【国まさに滅びんとす】
中西 輝政著
文春文庫
2002年10月刊
この著者のことは、【大英帝国衰亡史】というハードカバーを読んで知っていた。
とてもよく書かれた本だった。
「山本七平賞」がどの程度の賞か知らないが、最近にないしっかり書かれた本であったと記憶している。
それが1997年の出版で、今回の本は翌年1998年出版の文庫版である。
【大英帝国衰亡史】のヒット(?)に気をよくして、あるいは、書き足らなかったことを書いた本である。
そのためか、かなり著者の素(ス)が色濃く出ている。
内容としては、大差ないと思う。(記憶があいまいだが。)
語り口が英国を礼賛しすぎという気もしないではないが、日本の現状を考える上で示唆に富む書となっている。
本文にかなりラインを入れてしまった。
「橋に辿り着かないうちに渡ることばかり考えてはいけない」とか、「ファクツ・アンド・フィギュアーズ」、英国における「Wisdom」の意味、「人生の営みとは過程が全て」とか、「早く見つけ、遅く行動し、粘り強く主張し、清く譲歩する」英国外交の基本などなど。

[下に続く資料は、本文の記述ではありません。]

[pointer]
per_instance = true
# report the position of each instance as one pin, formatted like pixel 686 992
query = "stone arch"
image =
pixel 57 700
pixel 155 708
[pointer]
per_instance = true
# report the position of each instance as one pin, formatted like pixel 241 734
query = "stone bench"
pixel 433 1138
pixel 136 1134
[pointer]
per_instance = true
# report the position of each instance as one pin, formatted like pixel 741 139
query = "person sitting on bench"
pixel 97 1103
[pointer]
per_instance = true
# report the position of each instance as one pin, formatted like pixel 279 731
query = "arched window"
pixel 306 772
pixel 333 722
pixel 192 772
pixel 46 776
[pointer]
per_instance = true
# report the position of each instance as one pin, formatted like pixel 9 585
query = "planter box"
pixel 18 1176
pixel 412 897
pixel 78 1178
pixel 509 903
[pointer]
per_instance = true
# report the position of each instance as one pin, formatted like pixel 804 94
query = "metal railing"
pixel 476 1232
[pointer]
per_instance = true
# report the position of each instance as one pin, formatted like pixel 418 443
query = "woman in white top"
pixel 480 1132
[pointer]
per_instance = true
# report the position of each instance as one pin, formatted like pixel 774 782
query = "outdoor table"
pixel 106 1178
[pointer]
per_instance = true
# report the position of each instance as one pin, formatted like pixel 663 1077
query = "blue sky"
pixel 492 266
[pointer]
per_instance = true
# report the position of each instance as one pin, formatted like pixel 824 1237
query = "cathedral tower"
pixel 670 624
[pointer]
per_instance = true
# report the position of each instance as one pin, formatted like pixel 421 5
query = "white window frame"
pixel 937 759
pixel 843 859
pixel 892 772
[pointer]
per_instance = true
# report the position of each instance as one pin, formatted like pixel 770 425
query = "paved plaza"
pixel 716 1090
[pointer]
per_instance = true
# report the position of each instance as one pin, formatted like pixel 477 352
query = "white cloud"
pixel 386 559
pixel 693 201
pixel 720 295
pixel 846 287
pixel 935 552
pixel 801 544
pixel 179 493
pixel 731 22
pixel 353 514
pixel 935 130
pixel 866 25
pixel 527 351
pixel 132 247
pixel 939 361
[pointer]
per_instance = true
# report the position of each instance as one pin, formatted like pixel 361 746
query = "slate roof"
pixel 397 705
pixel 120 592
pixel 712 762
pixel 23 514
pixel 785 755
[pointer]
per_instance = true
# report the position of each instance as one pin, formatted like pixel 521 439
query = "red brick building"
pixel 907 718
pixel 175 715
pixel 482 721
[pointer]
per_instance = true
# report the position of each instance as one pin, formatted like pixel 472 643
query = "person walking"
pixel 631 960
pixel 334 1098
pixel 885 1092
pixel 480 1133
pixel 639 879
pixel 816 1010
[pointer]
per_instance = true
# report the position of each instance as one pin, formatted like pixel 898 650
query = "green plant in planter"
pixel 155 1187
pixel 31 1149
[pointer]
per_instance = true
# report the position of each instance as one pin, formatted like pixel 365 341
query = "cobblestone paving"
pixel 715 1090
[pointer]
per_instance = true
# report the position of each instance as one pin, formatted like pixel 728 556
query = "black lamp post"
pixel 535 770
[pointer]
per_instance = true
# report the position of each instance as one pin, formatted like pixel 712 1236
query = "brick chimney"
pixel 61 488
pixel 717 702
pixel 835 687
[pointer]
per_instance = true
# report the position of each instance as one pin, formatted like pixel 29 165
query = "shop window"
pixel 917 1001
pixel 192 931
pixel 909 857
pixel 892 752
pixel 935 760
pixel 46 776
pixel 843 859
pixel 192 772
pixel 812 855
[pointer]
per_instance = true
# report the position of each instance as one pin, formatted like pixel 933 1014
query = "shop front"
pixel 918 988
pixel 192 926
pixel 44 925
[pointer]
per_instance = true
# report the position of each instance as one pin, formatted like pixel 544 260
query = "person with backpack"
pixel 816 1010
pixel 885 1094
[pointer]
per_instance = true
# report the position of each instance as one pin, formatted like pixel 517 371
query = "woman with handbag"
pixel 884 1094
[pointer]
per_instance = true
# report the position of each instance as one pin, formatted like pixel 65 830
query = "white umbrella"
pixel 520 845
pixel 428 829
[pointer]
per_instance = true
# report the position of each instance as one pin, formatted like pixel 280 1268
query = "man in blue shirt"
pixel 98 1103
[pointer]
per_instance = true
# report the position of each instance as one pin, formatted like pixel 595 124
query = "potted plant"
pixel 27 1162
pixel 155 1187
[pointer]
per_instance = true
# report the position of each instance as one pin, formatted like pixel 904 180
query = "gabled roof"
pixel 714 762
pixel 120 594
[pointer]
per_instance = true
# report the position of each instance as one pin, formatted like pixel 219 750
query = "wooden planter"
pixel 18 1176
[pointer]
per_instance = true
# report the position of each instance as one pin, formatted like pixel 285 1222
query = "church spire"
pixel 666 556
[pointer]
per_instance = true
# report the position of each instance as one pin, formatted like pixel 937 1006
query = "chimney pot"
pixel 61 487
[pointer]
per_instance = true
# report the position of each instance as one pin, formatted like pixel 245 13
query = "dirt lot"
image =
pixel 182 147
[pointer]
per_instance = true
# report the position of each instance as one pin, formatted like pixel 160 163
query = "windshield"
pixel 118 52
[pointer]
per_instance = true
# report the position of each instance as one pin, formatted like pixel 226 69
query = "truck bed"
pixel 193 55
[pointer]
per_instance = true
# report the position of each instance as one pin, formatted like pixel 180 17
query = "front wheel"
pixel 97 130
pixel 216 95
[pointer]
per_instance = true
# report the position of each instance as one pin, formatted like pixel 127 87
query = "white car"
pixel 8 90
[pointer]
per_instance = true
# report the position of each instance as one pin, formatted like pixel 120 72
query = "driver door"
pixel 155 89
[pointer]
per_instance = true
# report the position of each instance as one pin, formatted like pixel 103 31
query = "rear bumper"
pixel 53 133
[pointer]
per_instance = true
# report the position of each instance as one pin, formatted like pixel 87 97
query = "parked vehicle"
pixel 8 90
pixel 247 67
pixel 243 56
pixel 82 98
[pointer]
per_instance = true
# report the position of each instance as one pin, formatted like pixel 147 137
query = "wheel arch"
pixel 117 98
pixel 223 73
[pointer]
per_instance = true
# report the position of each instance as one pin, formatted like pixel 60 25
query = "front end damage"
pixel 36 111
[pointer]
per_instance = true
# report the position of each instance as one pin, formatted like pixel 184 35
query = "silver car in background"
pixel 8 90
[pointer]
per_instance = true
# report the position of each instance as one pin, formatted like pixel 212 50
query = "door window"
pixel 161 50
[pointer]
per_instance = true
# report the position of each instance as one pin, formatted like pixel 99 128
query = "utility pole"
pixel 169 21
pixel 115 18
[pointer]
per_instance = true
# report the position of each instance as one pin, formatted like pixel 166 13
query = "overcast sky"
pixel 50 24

解説に書いてあった、著者が英国の大学に入って国際関係学をやりたいと言ったら、「そんな学問はない。あるのは外交史だけだ。」と言われたエピソードは、イギリス人の歴史に対するスタンスを非常によく物語っていると思う。
著者は大学の教授である。調てみたら京大だそうだ。
とても構成がしっかりした好著であることは間違いないが、前の著書でも感じたチョット「?」な部分もある。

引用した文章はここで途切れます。